Hollis I had kissed on a dock weeks ago and then fled from at a dead run, and had since managed not to be alone with by a feat of scheduling I was frankly proud of and could not examine.

And Sophie was still a ferry ride and two weeks away, coming down later in the summer to find out if I’d built something real or just a bigger place to hide — and here I was, weeks ahead of her, alone at a desk at eleven at night, already proving her the answer in dry-erase before she’d so much as packed a bag.

A record month. The best in fifty-one years. And not one single person on the earth I could hand it to.

I had the phone in my hand. I don’t remember picking it up.

I’d scrolled to the favorites, the little list of the people a life is supposedly built around, and I sat there with my thumb over it in the dark — and the parlor was so quiet, the way it only gets at midnight, just the soft-serve machine ticking and humming to itself in the back as it had for fifty-one years, keeping the mix cold for a morning that didn’t need me to feel this.

Pearl’s machine, running in an empty room, the most faithful thing in the building.

I put the phone face-down on the desk. There is a particular kind of alone that only finds you at the summit of a thing you climbed by yourself, and it had been waiting for me up there, patient, with a record month in its lap, and I sat down next to it because there was nowhere else left to sit.

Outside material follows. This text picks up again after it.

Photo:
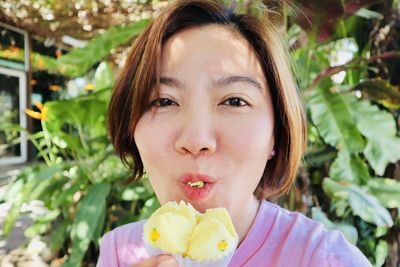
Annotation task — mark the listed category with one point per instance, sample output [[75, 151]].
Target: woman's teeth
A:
[[198, 184]]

I sat with that for a while. I want to say I sat with it honestly, that I let it land and teach me the thing it was so plainly there to teach. I did not. I am not, even now, going to pretend I did.

Because here is what I did instead, and it is the truest and worst thing I can tell you about the woman I was that July.

I felt the hollowness — felt it accurately, felt it all the way down, the specific desolation of a victory with no one to give it to — and I diagnosed it wrong.

I looked at the emptiness at the center of the best month of my career, and I concluded, with the full confidence of a woman who has never once been stopped by the right thing at the right time, that the problem was insufficient scale.

That the hollowness was a volume issue. That I felt this empty because I had not yet built the thing big enough to fill me, and the answer — the obvious, correct, lethal answer — was to build more.

The marina cart had been sitting on page four of a plan Greer had asked to think about and never gotten back to me on, which on this island is an answer, and I knew it was an answer, and I chose to file it under pending.

Two hundred people a day stepping off charter boats with money and nowhere to spend it.

Hollis’s voice in my ear — it’ll be the first thing anybody sees of this island, instead of the last — which I had filed under sentiment, the way I file everything I cannot weigh.

I opened the cart file. I looked at the foot-traffic counts I’d taken on a dock as a pretext to walk past a man I was now avoiding.

I looked at the margins, which were obscene.

And at eleven-forty at night, on the last day of the best month in the parlor’s history, alone at a desk with my sleeping daughter in the next room and not one name left on my list, I greenlit the marina cart.

I did not call Greer. I told myself it was too late to call, which was true, and that I’d loop her in once I had real numbers, which was also true, and that none of this constituted going around the woman who owned the place, which was a lie, and the first one I’d told myself in a while that I knew was a lie at the exact moment I told it.

I ordered the cart. Phase one.

I felt, for about four seconds, the thing I always feel when I commission a fix — the clean narcotic relief of a problem assigned a solution.

Then it wore off, the way it had been wearing off faster all summer, and underneath it was the same hollowness, exactly the size it had been before, waiting for me with all the patience of a thing that knows you’ll be back.

I turned off the light. Soon enough, my daughter was going to put me on a towel and make me do nothing, and I was going to be the worst at it she had ever seen, and she was going to watch me the whole time, and know.